Several things stuck with me from that event. One of the key ones was the fascination we have with ‘game-changing’ innovation. That whatever we innovate has to completely blow the status quo out of the water.
I also heard what I thought was a great definition of what Innovation is:
Innovation is discovery brought to usefulness
The great thing about it is the ‘usefulness’ element. Without applicability it is nothing but invention.
There were several themes that consistently came through from the day:
- Innovation is no longer contained – it used to be that the barriers to entry in any given disciple were so high that only a select few and the proprietors of the original could really ‘expand’ on it. However now, these barriers have come so far down that innovation tends to come from ‘over the top’ players – those who sit outside the value chain but can offer new ways of looking at it. The implication of this is that
- Innovation is more collaborative – there is an increasing need for companies to work with 3rd parties to make their product more appealing (look at Apple and its Apps). The openness for companies is quite difficult at first due to the huge shift in culture needed but once there they see the benefits in that
- Innovation is a constant state of Beta – by collaborating with others, the innovation process is now much faster.
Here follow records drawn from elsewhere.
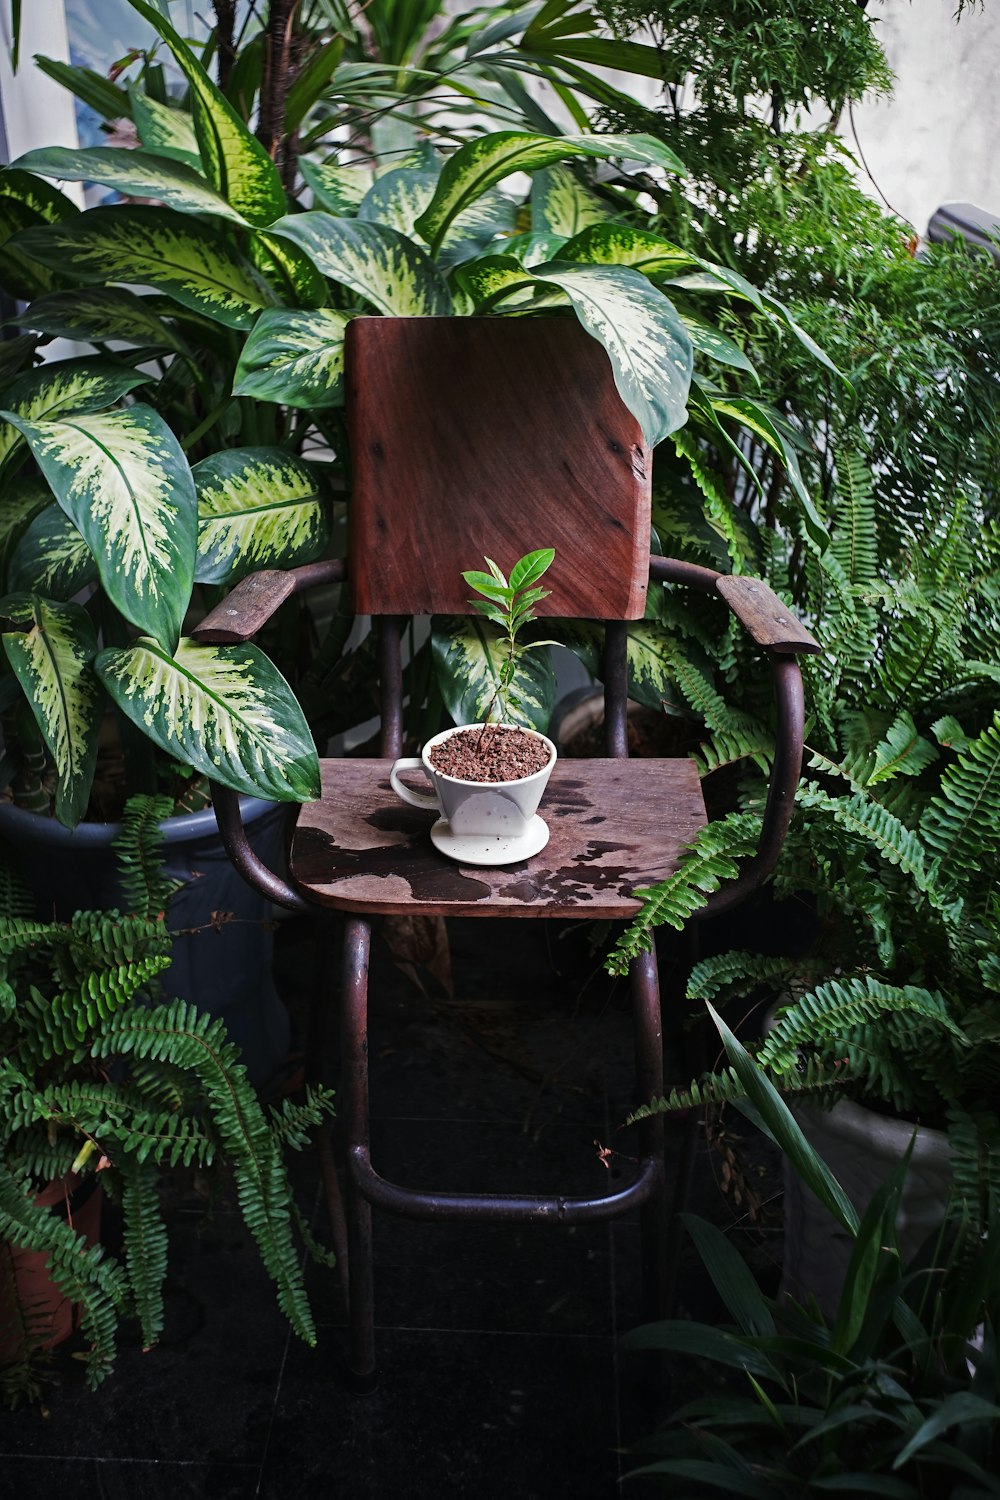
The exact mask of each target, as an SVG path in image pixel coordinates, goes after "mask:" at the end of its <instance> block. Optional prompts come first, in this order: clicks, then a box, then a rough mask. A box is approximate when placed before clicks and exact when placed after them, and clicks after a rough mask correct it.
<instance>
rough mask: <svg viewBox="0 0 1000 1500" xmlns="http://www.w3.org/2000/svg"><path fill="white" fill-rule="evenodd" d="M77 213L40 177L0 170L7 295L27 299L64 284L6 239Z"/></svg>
mask: <svg viewBox="0 0 1000 1500" xmlns="http://www.w3.org/2000/svg"><path fill="white" fill-rule="evenodd" d="M78 213H79V210H78V208H76V204H75V202H70V199H69V198H67V196H66V195H64V193H61V192H58V189H57V187H52V184H51V183H46V181H45V180H43V178H42V177H31V174H30V172H21V171H12V169H10V168H9V166H7V168H4V169H3V171H0V284H1V285H3V288H4V291H6V293H9V296H12V297H21V299H24V302H30V300H31V297H39V296H42V293H46V291H52V288H54V287H61V285H64V282H63V279H61V278H60V276H57V275H55V272H54V270H49V267H46V266H42V264H39V261H36V260H33V258H31V257H30V255H25V254H24V252H22V251H18V249H15V246H13V245H12V243H10V240H12V237H13V236H15V234H19V233H21V231H22V229H31V228H37V226H40V225H43V223H57V222H58V220H60V219H72V217H75V216H76V214H78Z"/></svg>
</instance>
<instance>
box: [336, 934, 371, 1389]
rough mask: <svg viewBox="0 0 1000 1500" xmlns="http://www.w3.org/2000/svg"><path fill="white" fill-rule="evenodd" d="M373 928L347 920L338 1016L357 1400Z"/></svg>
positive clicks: (351, 1358)
mask: <svg viewBox="0 0 1000 1500" xmlns="http://www.w3.org/2000/svg"><path fill="white" fill-rule="evenodd" d="M370 947H372V929H370V924H369V922H366V921H363V919H361V918H360V916H349V918H348V921H346V924H345V932H343V990H342V1001H340V1005H342V1010H340V1067H342V1092H343V1125H345V1133H346V1151H348V1184H346V1212H348V1266H349V1274H348V1283H349V1286H348V1319H349V1326H351V1352H349V1379H351V1386H352V1389H354V1391H357V1392H358V1394H361V1392H367V1391H373V1389H375V1385H376V1383H378V1376H376V1368H375V1287H373V1266H372V1208H370V1205H369V1203H367V1202H366V1199H364V1197H363V1196H361V1193H360V1191H358V1187H357V1184H355V1182H354V1179H352V1176H351V1154H352V1151H355V1149H361V1151H366V1152H367V1148H369V1079H367V971H369V953H370Z"/></svg>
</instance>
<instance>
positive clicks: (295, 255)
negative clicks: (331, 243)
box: [250, 229, 330, 308]
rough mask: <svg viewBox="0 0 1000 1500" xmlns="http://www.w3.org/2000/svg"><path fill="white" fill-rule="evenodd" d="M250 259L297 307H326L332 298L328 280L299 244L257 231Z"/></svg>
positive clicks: (269, 282)
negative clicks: (323, 274)
mask: <svg viewBox="0 0 1000 1500" xmlns="http://www.w3.org/2000/svg"><path fill="white" fill-rule="evenodd" d="M250 260H252V261H253V264H255V266H256V269H258V270H259V272H261V273H262V275H264V276H265V278H267V281H268V284H270V285H271V287H273V288H274V290H276V291H277V294H279V297H280V300H282V302H288V303H291V305H292V306H298V308H324V306H325V305H327V302H328V300H330V290H328V287H327V282H325V279H324V278H322V276H321V275H319V272H318V270H316V267H315V266H313V263H312V261H310V260H309V257H307V255H306V254H304V252H303V251H300V249H298V246H297V245H289V242H288V240H279V239H277V236H276V234H267V233H265V231H264V229H258V231H256V234H253V236H252V239H250Z"/></svg>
You invent faster, you test faster, you fail faster, you learn faster, you adapt faster and you launch faster
What companies need to do now is develop a culture of collaboration where failure isn’t accepted per se but it is understood as being part of the process of innovation. An environment where ideas are allowed to come to the fore (from anywhere inside/outside the company. An environment where innovation is measure not in giant leaps but simply the number of steps forward you take.